* Artigo publicado, originalmente, no jornal O Dia (RJ), em 12/10/2016
Os tempos de crise não parecem ser os melhores para profundas mudanças estruturais, mesmo que desejáveis. Por outro lado, os tempos de bonança, geralmente não são atraentes para propostas de transformação significativas, afinal, tudo parece em sintonia. Esse dilema tem nos acompanhado faz muito tempo e novamente nos deparamos com a discussão sobre a reforma trabalhista, agenda que não encontrou ressonância política desde a restauração da democracia nos anos 1980.
Dentro desse contexto foi publicamente levantada à hipótese de que a atuação da Justiça do Trabalho pode estar afetando a competitividade das empresas, o que seria um obstáculo para a criação e a preservação de empregos.

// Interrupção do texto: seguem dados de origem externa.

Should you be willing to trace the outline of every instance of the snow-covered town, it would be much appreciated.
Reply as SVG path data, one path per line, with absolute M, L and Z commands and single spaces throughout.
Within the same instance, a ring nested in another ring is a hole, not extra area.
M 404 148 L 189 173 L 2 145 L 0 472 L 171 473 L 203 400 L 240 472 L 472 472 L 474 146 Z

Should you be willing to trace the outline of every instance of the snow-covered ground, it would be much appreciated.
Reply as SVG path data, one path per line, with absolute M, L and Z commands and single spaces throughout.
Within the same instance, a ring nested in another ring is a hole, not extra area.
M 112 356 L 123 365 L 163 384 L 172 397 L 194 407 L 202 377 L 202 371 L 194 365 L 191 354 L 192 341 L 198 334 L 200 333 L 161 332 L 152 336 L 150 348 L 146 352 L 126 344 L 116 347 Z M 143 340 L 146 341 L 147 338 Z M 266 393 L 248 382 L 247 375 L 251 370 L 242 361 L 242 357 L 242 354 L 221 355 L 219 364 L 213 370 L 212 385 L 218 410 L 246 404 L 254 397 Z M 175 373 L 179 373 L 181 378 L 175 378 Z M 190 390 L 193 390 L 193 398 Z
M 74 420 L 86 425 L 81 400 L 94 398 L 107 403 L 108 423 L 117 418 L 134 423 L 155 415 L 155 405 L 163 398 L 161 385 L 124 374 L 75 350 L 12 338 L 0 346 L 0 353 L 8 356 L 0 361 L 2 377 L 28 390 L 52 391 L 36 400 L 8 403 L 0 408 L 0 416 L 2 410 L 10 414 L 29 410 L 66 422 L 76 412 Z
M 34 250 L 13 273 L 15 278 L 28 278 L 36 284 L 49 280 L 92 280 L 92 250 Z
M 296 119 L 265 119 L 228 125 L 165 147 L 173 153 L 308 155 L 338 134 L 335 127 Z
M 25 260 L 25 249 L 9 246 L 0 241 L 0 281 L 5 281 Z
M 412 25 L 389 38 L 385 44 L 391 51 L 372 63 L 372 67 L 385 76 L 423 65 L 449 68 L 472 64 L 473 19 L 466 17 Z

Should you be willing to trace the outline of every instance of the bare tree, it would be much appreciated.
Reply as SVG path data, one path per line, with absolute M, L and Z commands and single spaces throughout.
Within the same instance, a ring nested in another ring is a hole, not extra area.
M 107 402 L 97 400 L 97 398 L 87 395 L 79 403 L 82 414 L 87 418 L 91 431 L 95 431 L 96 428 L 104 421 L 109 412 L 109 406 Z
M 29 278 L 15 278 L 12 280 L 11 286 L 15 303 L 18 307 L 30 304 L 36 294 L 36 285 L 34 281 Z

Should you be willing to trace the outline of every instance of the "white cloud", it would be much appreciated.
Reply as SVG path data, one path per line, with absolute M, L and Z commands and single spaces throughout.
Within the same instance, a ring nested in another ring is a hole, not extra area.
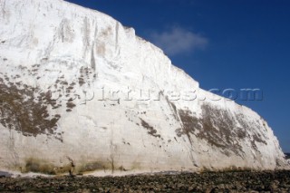
M 171 27 L 168 32 L 154 32 L 150 39 L 169 55 L 204 49 L 208 43 L 207 38 L 180 27 Z

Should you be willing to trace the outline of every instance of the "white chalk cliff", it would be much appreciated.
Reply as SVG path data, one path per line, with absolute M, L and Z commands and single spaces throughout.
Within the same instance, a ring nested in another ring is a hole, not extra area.
M 0 0 L 0 26 L 2 171 L 285 167 L 257 113 L 214 100 L 104 14 L 62 0 Z

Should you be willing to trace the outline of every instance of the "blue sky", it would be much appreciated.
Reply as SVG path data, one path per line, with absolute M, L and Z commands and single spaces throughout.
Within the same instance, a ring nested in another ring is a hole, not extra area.
M 259 88 L 237 102 L 265 118 L 290 152 L 290 1 L 69 0 L 131 26 L 206 90 Z

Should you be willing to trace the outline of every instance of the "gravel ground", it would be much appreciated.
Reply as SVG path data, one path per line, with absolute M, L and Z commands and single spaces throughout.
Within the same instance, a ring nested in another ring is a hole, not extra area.
M 0 178 L 4 192 L 290 192 L 290 171 Z

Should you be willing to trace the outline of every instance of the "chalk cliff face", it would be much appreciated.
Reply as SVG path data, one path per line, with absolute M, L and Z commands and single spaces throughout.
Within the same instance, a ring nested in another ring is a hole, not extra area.
M 55 174 L 73 165 L 75 173 L 117 175 L 286 164 L 258 114 L 215 100 L 104 14 L 61 0 L 0 0 L 0 170 Z

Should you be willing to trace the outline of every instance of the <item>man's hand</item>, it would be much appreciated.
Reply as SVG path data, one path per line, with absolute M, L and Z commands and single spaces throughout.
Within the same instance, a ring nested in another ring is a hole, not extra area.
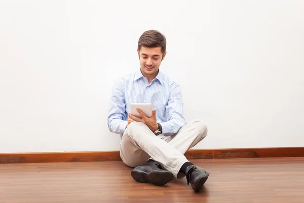
M 156 109 L 154 109 L 153 110 L 152 110 L 152 116 L 150 118 L 146 117 L 143 112 L 140 110 L 140 109 L 137 109 L 136 110 L 137 110 L 142 118 L 137 118 L 135 116 L 129 113 L 128 123 L 129 123 L 129 119 L 131 119 L 134 121 L 141 122 L 142 123 L 147 125 L 147 126 L 153 132 L 155 132 L 158 129 L 158 124 L 157 124 L 157 122 L 156 121 Z
M 128 116 L 128 124 L 127 124 L 127 126 L 126 126 L 126 129 L 127 129 L 127 127 L 128 127 L 129 124 L 130 123 L 132 123 L 133 121 L 131 118 L 130 118 L 130 116 Z

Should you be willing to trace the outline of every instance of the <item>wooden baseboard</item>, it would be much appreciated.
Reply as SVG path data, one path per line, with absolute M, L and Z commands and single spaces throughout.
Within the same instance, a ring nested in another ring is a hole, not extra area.
M 304 147 L 190 150 L 188 159 L 304 157 Z M 121 161 L 119 151 L 0 153 L 0 163 Z

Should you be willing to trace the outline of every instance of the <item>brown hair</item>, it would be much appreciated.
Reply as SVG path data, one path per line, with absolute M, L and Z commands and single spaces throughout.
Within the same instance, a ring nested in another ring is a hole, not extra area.
M 161 32 L 155 30 L 145 31 L 138 40 L 138 50 L 141 46 L 145 47 L 161 47 L 163 54 L 166 52 L 166 38 Z

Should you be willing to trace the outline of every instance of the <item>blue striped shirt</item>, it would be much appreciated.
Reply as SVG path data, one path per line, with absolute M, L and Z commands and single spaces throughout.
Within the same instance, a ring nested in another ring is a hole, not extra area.
M 160 71 L 150 84 L 140 70 L 114 83 L 107 118 L 111 132 L 124 133 L 131 103 L 152 104 L 165 136 L 174 134 L 186 124 L 179 85 Z

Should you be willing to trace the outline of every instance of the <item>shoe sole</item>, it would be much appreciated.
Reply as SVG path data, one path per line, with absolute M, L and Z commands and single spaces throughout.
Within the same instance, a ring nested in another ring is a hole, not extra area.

Antes de tudo, vale observarmos que a intervenção dessa Justiça Especializada nas relações de trabalho esteve longe de ser disfuncional ao mercado, bastando lembrar que vivemos impulsos de euforia e crescimento econômico em diversos momentos, sem qualquer alteração significativa desse modelo. Vale o registro de que a sua atuação nos permitiu manter um nível de civilidade nessa relação entre patrões e empregados, garantindo direitos mínimos para esses últimos.
Por outro lado, segundo os diagnósticos públicos existentes, a Justiça do Trabalho lida com um volume significativo de demandas nas quais figuram os chamados grandes litigantes, categoria onde estão incluídos o próprio Estado e empresas líderes de certos setores da economia. Para esse grupo, a administração dos passivos trabalhistas é vantajosa, especialmente em cenários de crise, quando os trabalhadores tendem a aceitar acordos em patamares menores. Assim, ao contrário da hipótese levantada, o congestionamento do sistema judicial laboral parece funcional justamente para esse grupo de grandes litigantes.
Em verdade, o peso que se pretende dar ao papel do sistema de justiça trabalhista dentro desse debate mais uma vez nos leva a desviar nossa atenção dos dramas cotidianos da população excluída do mercado de trabalho.
Sem uma estratégia clara e uma visão de futuro, novamente corremos o risco de deixarmos de enfrentar o problema central que, por certo, não passa pelos nossos tribunais trabalhistas.